Based on the Spark source code, active executors are those that are registered and are not pending removal, have not been lost without reason, and are not being decommissioned.

• Then, the SchedulerBackend passes the WorkerOffers back to the TaskScheduler. The TaskScheduler assigns tasks from the TaskSet to the resources from the WorkerOffers, resulting in a list of task descriptions. These task descriptions are then returned to the SchedulerBackend, which launches tasks based on this task description list.

For each entry in this list, the SchedulerBackend serializes the task description. Additionally, it pulls the executor ID assigned to the task from the entry and uses this ID to retrieve information for that executor (e.g., hostname, cores, executor address, executor endpoint).

Finally, the SchedulerBackend sends the serialized task descriptions to the executor endpoints.
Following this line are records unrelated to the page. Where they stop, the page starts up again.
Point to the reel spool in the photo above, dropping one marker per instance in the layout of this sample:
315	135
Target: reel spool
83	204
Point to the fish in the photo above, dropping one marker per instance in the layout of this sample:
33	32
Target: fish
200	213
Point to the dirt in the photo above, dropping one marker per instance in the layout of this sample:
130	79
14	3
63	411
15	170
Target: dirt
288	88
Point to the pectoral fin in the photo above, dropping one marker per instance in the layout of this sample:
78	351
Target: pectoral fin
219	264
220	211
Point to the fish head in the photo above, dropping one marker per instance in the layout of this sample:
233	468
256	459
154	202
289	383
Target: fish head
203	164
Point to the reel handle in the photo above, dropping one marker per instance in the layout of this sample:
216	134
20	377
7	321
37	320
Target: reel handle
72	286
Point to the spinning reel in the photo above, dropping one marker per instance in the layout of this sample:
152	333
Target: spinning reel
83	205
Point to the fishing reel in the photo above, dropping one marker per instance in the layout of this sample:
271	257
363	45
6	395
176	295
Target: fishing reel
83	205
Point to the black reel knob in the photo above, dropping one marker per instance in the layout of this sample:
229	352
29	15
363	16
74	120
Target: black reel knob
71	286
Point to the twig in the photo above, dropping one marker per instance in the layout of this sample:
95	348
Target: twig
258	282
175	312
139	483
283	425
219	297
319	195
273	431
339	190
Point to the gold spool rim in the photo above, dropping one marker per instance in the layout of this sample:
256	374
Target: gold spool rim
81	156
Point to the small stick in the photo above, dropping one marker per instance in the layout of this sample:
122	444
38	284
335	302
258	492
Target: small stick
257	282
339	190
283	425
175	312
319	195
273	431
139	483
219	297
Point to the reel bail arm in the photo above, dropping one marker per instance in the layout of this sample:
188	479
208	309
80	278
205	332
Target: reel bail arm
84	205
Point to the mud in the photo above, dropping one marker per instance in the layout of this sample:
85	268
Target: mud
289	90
Task Execution on Executors

When receiving a serialized task description from the SchedulerBackend, the executor deserializes the task description and begins launching the task using the information provided.

During its lifecycle, the executor runs user-defined code, reads data from local or remote storage, performs computations, and writes out intermediate results, such as shuffle data.

Summary

• The process continues until all stage tasks are finished, with stages being processed in the DAG order. A Spark job is considered complete when all stages have finished.